Transparent Data Practices - map and monitor data to AI flows. Data flows into the AI systems for training, tuning and inference and data flows out of AI systems as the output. It allows businesses to uncover the full context around their AI models and AI systems. That is map AI models and systems to associated data sources and systems, data processing, SaaS applications, potential risks, and compliance obligations. This comprehensive mapping enables privacy, compliance, security and data teams to identify dependencies, pinpoint potential points of failure and ensure that AI governance is proactive rather than reactive.
Robust Security Controls - implement data to AI controls. It allows the establishment of strict controls for the security and confidentiality of data that is both put into and generated from AI models. Such controls include data security and privacy controls mandated by security frameworks and privacy laws respectively. For example, redaction or anonymization techniques may be applied in order to remove identifiable values from datasets. It ensures the safe ingestion of data into AI models, aligning with enterprise data policies and user entitlements. If sensitive data finds its way into LLM models securing it becomes extremely difficult. Similarly, if enterprise data is converted into vector forms, securing it becomes more challenging. On the data generation and output side, safeguarding AI interactions requires caution against external attacks, malicious internal use and misconfigurations. To ensure secure conversations with AI assistants, bots and agents, LLM firewalls should be deployed to filter harmful prompts, retrievals and responses. These firewalls should be able to defend against various vulnerabilities highlighted in the OWASP Top 10 for LLMs and in the NIST AI RMF frameworks including prompt injection attacks and data exfiltration attacks.

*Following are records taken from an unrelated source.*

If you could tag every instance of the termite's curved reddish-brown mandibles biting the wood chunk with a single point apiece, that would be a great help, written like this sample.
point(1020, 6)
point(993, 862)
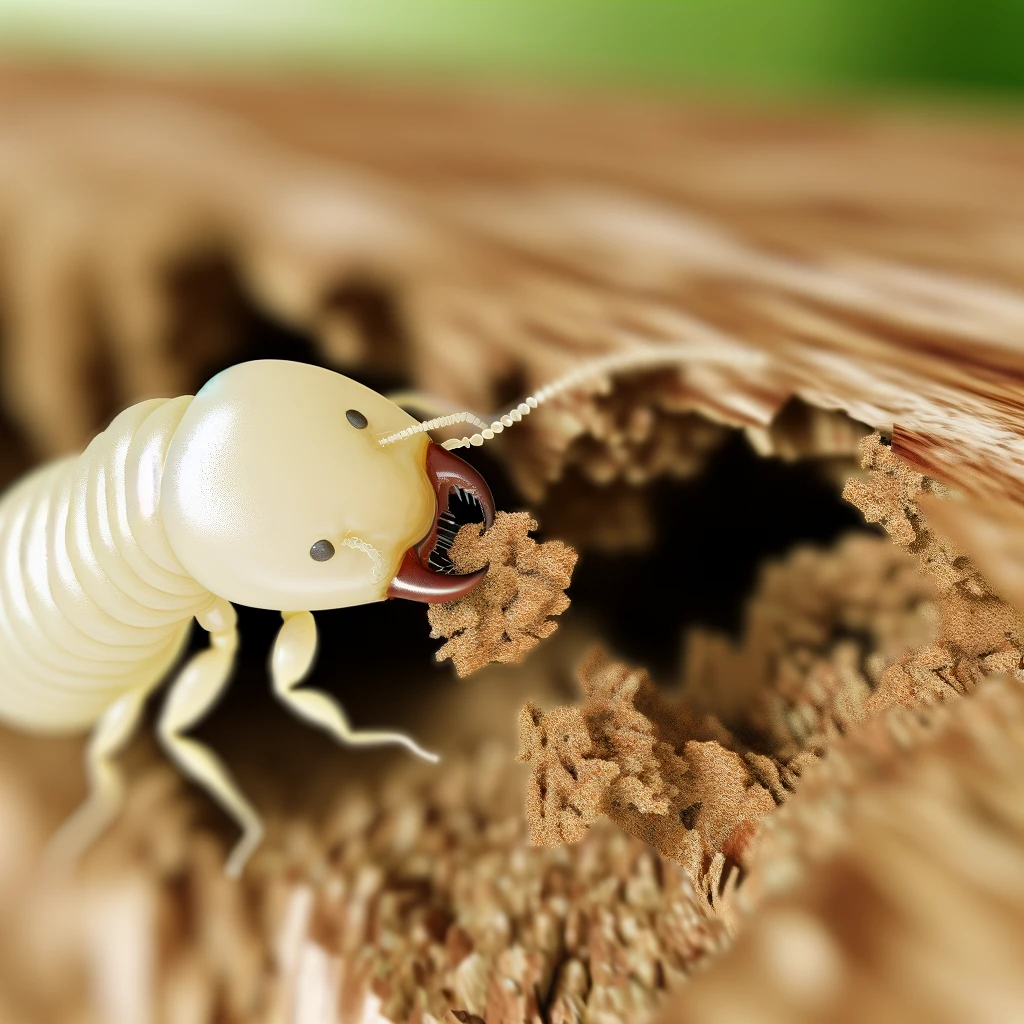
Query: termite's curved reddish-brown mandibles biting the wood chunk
point(417, 580)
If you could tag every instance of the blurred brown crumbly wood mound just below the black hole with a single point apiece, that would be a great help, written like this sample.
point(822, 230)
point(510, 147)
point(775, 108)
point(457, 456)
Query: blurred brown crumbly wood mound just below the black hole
point(820, 632)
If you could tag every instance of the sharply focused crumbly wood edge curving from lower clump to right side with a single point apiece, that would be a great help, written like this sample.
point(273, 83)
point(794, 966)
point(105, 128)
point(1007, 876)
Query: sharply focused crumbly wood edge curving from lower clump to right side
point(685, 783)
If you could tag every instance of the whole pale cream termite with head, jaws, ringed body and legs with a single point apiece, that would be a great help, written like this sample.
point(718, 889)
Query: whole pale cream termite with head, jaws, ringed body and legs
point(182, 507)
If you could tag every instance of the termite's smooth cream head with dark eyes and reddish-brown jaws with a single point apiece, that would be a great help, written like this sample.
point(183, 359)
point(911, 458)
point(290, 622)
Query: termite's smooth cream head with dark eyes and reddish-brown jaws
point(276, 494)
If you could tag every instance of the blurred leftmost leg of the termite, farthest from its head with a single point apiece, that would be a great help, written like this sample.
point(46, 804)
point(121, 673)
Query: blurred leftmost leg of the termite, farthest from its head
point(107, 787)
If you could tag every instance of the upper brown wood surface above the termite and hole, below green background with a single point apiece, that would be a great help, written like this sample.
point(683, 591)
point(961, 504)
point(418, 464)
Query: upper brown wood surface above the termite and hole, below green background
point(867, 263)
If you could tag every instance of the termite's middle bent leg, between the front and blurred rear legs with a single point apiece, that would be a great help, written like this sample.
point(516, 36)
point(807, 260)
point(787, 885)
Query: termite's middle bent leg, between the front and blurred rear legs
point(192, 696)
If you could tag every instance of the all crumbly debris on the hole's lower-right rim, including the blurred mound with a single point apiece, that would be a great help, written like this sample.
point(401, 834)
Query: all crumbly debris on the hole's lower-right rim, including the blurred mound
point(832, 641)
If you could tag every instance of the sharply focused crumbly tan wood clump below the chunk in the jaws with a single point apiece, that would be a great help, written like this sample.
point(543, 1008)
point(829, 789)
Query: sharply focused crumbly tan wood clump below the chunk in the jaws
point(608, 757)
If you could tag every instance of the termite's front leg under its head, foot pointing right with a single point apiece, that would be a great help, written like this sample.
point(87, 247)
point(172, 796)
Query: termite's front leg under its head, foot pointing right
point(290, 662)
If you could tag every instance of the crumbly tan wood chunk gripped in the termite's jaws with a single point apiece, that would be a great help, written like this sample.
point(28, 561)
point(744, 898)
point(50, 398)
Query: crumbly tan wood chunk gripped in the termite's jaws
point(514, 608)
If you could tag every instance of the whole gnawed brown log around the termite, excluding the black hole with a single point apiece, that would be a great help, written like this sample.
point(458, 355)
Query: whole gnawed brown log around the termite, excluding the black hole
point(820, 820)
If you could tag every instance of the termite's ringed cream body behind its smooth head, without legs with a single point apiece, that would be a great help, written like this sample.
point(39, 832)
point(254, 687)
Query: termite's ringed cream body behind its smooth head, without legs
point(93, 602)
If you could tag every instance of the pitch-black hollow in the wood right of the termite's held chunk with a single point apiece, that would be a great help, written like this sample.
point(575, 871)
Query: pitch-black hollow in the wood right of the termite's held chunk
point(714, 535)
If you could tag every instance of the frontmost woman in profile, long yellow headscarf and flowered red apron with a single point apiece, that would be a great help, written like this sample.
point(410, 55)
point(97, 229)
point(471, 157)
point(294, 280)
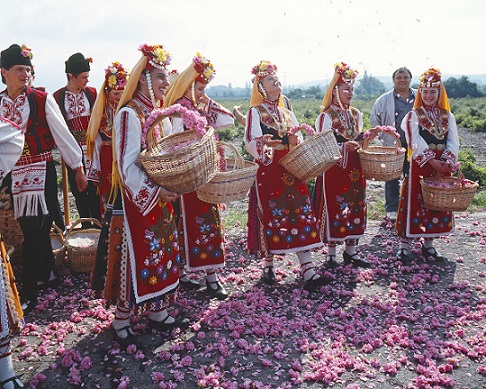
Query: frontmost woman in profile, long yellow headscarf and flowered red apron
point(142, 269)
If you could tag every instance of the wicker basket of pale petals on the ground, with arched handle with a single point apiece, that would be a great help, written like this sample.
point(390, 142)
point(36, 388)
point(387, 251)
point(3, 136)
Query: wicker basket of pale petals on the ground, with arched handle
point(82, 256)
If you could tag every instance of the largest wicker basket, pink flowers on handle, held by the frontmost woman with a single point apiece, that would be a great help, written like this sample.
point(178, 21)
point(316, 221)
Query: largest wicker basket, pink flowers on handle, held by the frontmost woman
point(180, 162)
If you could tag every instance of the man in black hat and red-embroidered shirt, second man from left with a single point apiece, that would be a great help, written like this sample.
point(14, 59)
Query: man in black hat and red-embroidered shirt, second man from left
point(76, 102)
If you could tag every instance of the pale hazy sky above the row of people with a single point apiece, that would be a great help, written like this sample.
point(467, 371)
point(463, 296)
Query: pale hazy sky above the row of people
point(304, 38)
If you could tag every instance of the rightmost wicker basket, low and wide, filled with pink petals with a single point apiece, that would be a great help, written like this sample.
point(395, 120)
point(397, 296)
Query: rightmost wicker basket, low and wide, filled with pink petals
point(455, 194)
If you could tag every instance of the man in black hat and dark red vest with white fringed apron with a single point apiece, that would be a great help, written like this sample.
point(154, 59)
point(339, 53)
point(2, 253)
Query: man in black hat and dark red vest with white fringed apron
point(34, 177)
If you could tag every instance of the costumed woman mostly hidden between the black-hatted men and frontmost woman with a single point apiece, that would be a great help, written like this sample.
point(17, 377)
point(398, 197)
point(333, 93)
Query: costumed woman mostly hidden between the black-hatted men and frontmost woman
point(100, 129)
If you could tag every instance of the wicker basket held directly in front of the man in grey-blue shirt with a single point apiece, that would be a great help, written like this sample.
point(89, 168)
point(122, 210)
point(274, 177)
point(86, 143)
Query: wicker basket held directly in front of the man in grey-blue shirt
point(382, 163)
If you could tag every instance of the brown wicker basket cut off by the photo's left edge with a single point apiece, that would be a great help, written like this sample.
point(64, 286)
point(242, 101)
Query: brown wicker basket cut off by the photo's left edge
point(9, 226)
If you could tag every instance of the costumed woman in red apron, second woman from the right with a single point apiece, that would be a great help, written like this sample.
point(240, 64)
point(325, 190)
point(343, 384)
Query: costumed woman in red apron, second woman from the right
point(340, 194)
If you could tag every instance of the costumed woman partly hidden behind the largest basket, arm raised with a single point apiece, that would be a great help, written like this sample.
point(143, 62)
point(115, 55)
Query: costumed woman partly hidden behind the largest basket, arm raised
point(201, 233)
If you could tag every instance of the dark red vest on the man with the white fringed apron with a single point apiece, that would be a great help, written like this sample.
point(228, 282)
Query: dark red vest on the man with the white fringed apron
point(38, 137)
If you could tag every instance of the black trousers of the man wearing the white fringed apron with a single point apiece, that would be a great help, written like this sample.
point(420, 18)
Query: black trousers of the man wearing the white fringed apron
point(37, 257)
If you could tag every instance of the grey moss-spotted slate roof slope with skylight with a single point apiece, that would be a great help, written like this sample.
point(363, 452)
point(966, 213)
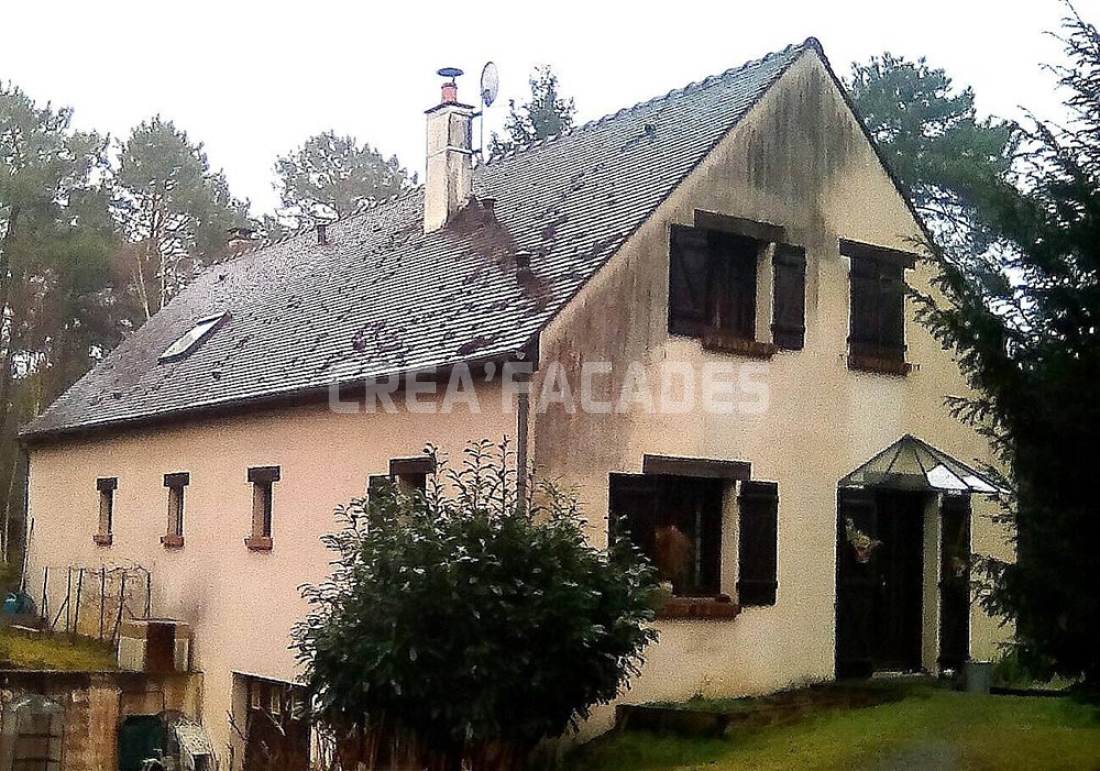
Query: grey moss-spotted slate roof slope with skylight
point(384, 298)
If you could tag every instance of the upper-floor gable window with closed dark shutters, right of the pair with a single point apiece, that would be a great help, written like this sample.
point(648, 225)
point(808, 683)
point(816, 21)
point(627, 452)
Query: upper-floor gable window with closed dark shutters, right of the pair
point(877, 332)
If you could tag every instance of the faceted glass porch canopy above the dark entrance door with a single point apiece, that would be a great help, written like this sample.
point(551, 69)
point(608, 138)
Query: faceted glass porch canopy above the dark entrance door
point(914, 465)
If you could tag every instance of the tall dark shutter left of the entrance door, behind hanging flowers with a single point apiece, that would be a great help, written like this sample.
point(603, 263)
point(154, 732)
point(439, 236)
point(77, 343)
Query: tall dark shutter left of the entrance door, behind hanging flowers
point(857, 586)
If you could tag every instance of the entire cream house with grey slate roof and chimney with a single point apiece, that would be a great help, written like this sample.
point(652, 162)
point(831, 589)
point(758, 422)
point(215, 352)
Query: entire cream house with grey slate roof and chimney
point(692, 312)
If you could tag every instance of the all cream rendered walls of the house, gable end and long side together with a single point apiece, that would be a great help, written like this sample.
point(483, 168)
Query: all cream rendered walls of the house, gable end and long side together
point(800, 161)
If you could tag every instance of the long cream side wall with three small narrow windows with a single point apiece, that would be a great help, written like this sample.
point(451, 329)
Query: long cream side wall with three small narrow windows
point(243, 604)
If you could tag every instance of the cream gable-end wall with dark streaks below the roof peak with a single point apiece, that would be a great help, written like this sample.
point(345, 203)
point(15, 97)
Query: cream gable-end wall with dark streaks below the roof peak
point(799, 160)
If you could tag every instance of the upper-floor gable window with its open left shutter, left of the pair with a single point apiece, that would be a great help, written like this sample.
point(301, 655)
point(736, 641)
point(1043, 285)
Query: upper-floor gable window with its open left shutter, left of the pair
point(712, 283)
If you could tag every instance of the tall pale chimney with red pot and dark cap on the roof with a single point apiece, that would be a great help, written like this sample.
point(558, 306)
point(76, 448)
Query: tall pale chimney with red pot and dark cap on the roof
point(449, 171)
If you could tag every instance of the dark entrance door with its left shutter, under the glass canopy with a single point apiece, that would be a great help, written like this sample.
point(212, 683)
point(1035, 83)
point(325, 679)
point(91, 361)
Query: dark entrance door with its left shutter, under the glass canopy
point(881, 547)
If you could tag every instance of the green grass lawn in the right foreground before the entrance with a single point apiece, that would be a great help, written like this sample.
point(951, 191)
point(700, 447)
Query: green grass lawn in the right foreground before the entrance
point(929, 730)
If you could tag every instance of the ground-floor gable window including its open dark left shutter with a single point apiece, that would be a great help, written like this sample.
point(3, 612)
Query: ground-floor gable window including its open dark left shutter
point(677, 522)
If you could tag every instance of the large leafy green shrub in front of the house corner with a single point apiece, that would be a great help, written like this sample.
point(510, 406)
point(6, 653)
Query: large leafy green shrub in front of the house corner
point(470, 624)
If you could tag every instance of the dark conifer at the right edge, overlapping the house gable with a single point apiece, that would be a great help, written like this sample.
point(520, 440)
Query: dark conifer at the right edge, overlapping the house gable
point(1025, 320)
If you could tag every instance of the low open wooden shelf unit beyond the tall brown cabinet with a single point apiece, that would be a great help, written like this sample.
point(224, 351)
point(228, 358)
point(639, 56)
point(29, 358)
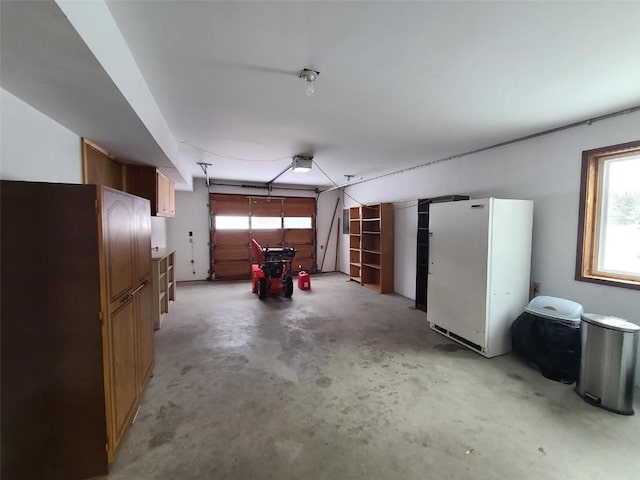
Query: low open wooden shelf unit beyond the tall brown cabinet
point(163, 283)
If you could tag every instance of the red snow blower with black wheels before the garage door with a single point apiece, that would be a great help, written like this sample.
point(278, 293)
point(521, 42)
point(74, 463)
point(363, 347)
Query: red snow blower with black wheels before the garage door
point(272, 273)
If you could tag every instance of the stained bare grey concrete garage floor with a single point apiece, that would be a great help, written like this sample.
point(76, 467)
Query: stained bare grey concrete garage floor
point(342, 383)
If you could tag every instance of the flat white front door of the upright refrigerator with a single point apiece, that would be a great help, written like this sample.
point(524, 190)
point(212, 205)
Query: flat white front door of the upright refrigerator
point(458, 250)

Diligent Compliance with Regulatory Frameworks - comply with regulations. Businesses using AI systems must comply with AI-specific regulations and standards as well as data privacy obligations that relate to the use of AI. To streamline this demanding compliance process, businesses can leverage comprehensive compliance automation tailored to AI. Such a system offers a wide-ranging catalog of global AI regulations and frameworks, including the NIST AI RMF and the EU AI Act among others. It facilitates the creation of distinct AI projects within its framework enabling users to identify and apply the necessary controls for each project. This process includes both automated checks and assessments that require input from stakeholders providing a holistic approach to ensuring compliance.
Enterprises that successfully implement AI governance will achieve
a) Full transparency into their sanctioned and unsanctioned AI systems
b) Clear visibility of the AI risks
c) Mapping of AI and data
d) Strong automated AI + Data controls
e) Compliance with global AI regulations.
Overall, we need to ensure the safe use of AI. While prioritizing safety may result in slightly lower business profits in the immediate short term, the medium and long-term benefits are substantial.